Mohan Muralee, Bhat Smitha, Prasad Rajendra, Sharma S M, Jain Tarun Lunawat
A.B.Shetty Memorial Institute of Dental Sciences, Mangalore, Karnataka India.
J Maxillofac Oral Surg. 2012 Sep;11(3):364-7. doi: 10.1007/s12663-011-0313-y. Epub 2012 Jan 24.

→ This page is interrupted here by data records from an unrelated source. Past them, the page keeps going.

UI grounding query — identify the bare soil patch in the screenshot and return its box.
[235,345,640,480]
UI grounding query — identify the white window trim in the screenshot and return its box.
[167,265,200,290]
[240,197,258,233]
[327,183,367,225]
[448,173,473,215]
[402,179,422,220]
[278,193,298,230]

Congenital muscular torticollis results from shortening or excessive contraction of the sternocleidomastoid (SCM) muscle. The reported incidence varies between 0.4 and 1.9%. Various theories have been proposed, but its true aetiology remains obscure. The deformity is characterized by a practically painless, contracted cordlike SCM muscle, which pulls the head toward the side affected, narrows and draws the shoulder upward, forcing the chin in the opposite direction. Torticollis of congenital origin is a deformity not commonly met with in the practice of maxillofacial surgery. The rarity, lack of, or inadequacy of the previous treatment, together with the advanced age and marked deformity appear to warrant an investigation and report of the outcome. A case of congenital muscular torticollis is presented who reported at the age of 18 years and has been successfully treated by unipolar SCM release.
先天性肌性斜颈是由胸锁乳突肌(SCM)缩短或过度收缩引起的。报道的发病率在0.4%至1.9%之间。人们提出了各种理论,但其真正病因仍不清楚。该畸形的特征是胸锁乳突肌实际上无痛、呈条索状收缩,将头部拉向患侧,使肩部变窄并向上牵拉,迫使下巴转向相反方向。先天性斜颈是颌面外科实践中不常见的畸形。由于以往治疗的罕见性、缺乏或不足,再加上患者年龄较大和明显畸形,似乎有必要对治疗结果进行调查并报告。本文介绍了一例18岁就诊的先天性肌性斜颈病例,该病例已通过单极胸锁乳突肌松解术成功治疗。